Welcome to year 30 of trying to prove psilocybin works for psychiatric illness. And still in the pilot stage.

Even taking the data at face value, the trial cannot disentangle the drug effect from expectancy, psychotherapy, and statistical noise. The enormous effect sizes are almost certainly inflated, multiple-comparison error is uncontrolled, and the participant pool is highly self-selected. Until a preregistered, parallel-group, active-placebo, adequately powered study with blinded independent raters replicates these findings, their practical value for routine cancer care remains minimal.

It’s so interesting to see how strong the drive to prove something works is, overriding everything. As a clinical psychologist, I would welcome this kind of therapy if it worked. But this is just sad. It’s just like listening to people claim that ivermectin can cure everything.

Show me one place where this therapy is conducted by people who haven’t "drunk the Kool-Aid," and I’ll be impressed.

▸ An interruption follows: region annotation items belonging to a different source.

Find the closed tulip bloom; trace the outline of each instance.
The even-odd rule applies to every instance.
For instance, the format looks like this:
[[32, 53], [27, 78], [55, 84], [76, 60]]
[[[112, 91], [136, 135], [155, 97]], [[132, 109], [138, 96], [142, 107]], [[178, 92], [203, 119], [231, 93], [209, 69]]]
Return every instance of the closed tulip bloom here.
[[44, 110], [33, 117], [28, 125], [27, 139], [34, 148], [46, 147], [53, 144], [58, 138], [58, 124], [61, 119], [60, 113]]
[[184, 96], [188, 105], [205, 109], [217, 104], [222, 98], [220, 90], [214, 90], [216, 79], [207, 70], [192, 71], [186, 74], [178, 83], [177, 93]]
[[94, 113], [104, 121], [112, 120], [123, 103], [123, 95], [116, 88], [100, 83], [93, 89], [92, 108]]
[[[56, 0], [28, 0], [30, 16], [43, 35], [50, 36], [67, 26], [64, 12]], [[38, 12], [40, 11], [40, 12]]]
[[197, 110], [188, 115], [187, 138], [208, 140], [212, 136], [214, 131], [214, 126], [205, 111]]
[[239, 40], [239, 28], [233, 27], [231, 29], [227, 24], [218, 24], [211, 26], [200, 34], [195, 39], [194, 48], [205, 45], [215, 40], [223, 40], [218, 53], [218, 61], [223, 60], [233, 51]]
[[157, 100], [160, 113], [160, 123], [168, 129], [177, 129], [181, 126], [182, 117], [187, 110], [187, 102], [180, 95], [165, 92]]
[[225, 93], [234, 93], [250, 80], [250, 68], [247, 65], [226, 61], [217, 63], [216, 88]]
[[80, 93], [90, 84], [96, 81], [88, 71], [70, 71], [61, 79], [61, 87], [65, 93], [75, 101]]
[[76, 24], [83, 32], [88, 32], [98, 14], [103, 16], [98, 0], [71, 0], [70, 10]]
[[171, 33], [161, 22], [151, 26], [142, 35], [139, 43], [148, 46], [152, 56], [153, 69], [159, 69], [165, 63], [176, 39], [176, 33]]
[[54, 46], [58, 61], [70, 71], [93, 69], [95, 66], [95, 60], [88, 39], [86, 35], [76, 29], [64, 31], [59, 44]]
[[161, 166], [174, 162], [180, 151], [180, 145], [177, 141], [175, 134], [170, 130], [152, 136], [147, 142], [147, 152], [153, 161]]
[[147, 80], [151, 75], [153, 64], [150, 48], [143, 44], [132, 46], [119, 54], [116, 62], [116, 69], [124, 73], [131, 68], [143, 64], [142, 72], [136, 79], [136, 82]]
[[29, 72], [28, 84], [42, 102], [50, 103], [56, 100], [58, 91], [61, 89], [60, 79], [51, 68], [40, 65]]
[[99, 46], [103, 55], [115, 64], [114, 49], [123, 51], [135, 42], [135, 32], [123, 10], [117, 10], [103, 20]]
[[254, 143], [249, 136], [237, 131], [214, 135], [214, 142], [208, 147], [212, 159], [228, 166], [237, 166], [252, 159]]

It’s so frustrating to work with actual patients and see how much these therapies really don’t work in reality. These kinds of biased studies pop up all the time without actually panning out. I’m starting to think that people promoting therapy, giving false hope, and spending money on research like this should be viewed as corrupt and evil.


Replies

emtelyesterday at 6:53 PM

I'm not saying you're wrong on the limitations of these studies, but I also don't think it's unreasonable for people to believe in the power of these drugs.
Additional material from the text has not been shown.